Die Stadt Singen ist seit 2010 Mitglied der Arbeitsgemeinschaft fahrradfreundlicher Kommunen. Was bringt die Mitgliedschaft der Stadt?
Der Ausschuss für Stadtplanung und Bauen entschied im November 2009 einstimmig, den Radverkehr grundsätzlich zu fördern. Seit November 2010 ist Singen Mitglied fahrradfreundlicher Kommunen Baden-Württemberg (AGFK-BW). Zu den Aufnahmekriterien zählt vor allem die Zielsetzung, Singen zur fahrradfreundlichen Stadt zu entwickeln. Die Öffentlichkeitsarbeit für den Radverkehr mit verschiedenen Kampagnen steht hier im Vordergrund. Letztes Jahr warben wir für den Schulterblick mit Duftherzen-Aktion, zum Nikolaus gab es Leuchtwesten und Lichtgutscheine. In diesem Jahr belohnen wir mit Brötchentüten den Pendler auf dem Rad.
Etwa gleich lange besteht der städtische Arbeitskreis Rad- und Fußverkehr? Wer ist da drin, wie oft tagt er und was kann dieser bewirken?

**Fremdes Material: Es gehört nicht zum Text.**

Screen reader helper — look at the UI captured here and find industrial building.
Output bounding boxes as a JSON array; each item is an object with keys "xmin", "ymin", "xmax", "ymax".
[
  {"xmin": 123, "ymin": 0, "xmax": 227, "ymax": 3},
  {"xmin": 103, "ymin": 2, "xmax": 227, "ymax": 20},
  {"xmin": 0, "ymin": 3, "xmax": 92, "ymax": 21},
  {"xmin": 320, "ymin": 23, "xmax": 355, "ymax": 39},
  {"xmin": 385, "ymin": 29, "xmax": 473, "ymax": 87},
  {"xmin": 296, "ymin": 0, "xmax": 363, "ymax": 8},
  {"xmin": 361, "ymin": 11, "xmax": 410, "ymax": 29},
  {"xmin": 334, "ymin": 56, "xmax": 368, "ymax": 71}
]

Im Arbeitskreis sind neben dem Fachbereichsleiter und Alltagsradler Torsten Kalb und mir als Radverkehrsbeauftrage auch Vertreter der Verkehrspolizei und der Straßenverkehrsbehörde, Fachleute aus den Abteilungen Straßenbau, Umwelt und Klimaschutz, Sicherheit und Ordnung sowie der Stadtplanung, Vertreter der Gemeinderatsfraktionen und der ADFC-Ortsgruppe. Das Gremium tagt zwei Mal im Jahr. Im Arbeitskreis werden Maßnahmenpakete aus dem Radverkehrskonzept besprochen und als Empfehlung in den Gemeinderat eingereicht. Über die Maßnahmenpakete wird dann ein Beschluss vom zuständigen Ausschuss oder dem Gemeinderat gefasst.

Aus dem Radverkehrskonzept von 2012, in dem 176 Maßnahmen aufgelistet sind, wurden bisher etwa zu einem Drittel umgesetzt. Was hat derzeit die höchste Priorität?
Die Einrichtung der Fahrradstraßen Im Iben und Schillerstraße. Wenn diese erfolgreich ausgeführt sind, werden weitere im Stadtgebiet folgen.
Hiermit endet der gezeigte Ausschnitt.